Interpretable Policy Specification and Synthesis through Natural Language and RL

Policy specification is a process by which a human can initialize a robot’s behaviour and, in turn, warm-start policy optimization via Reinforcement Learning (RL). While policy specification/design is inherently a collaborative process, modern methods based on Learning from Demonstration or Deep RL lack the model interpretability and accessibility to be classified as such.
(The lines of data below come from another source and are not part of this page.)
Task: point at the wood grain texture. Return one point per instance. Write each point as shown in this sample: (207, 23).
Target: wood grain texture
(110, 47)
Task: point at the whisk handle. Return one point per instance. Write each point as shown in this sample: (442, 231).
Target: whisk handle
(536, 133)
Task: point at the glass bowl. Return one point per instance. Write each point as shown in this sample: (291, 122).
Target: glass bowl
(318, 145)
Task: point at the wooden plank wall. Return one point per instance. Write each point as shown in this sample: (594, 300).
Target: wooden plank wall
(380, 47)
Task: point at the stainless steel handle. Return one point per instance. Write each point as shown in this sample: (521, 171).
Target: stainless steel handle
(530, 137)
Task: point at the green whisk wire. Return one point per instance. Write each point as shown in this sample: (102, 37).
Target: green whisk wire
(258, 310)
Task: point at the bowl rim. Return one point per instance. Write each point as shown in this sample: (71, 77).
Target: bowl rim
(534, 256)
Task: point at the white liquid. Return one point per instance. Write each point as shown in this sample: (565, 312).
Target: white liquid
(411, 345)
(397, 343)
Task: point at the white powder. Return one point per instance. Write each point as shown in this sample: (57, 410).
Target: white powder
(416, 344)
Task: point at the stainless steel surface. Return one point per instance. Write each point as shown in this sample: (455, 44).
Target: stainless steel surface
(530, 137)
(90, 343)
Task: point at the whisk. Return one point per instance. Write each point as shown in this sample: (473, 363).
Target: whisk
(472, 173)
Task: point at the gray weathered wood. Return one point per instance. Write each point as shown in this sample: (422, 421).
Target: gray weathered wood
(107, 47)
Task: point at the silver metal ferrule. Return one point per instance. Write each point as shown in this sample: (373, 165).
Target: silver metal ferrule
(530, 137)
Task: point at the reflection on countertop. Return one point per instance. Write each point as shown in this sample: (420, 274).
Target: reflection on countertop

Current state-ofthe-art methods for policy specification rely on black-box models, which are an insufficient means of collaboration for non-expert users: These models provide no means of inspecting policies learnt by the agent and are not focused on creating a usable modality for teaching robot behaviour. In this paper, we propose a novel machine learning framework that enables humans to 1) specify, through natural language, interpretable policies in the form of easy-to-understand decision trees, 2) leverage these policies to warm-start reinforcement learning and 3) outperform baselines that lack our natural language initialization mechanism. We train our approach by collecting a first-of-its-kind corpus mapping free-form natural language policy descriptions to decision tree-based policies. We show that our novel framework translates natural language to decision trees with a 96% and 97% accuracy on a held-out corpus across two domains, respectively. Finally, we validate that policies initialized with natural language commands are able to significantly outperform relevant baselines (p < 0.001) that do not benefit from our natural language-based warm-start technique.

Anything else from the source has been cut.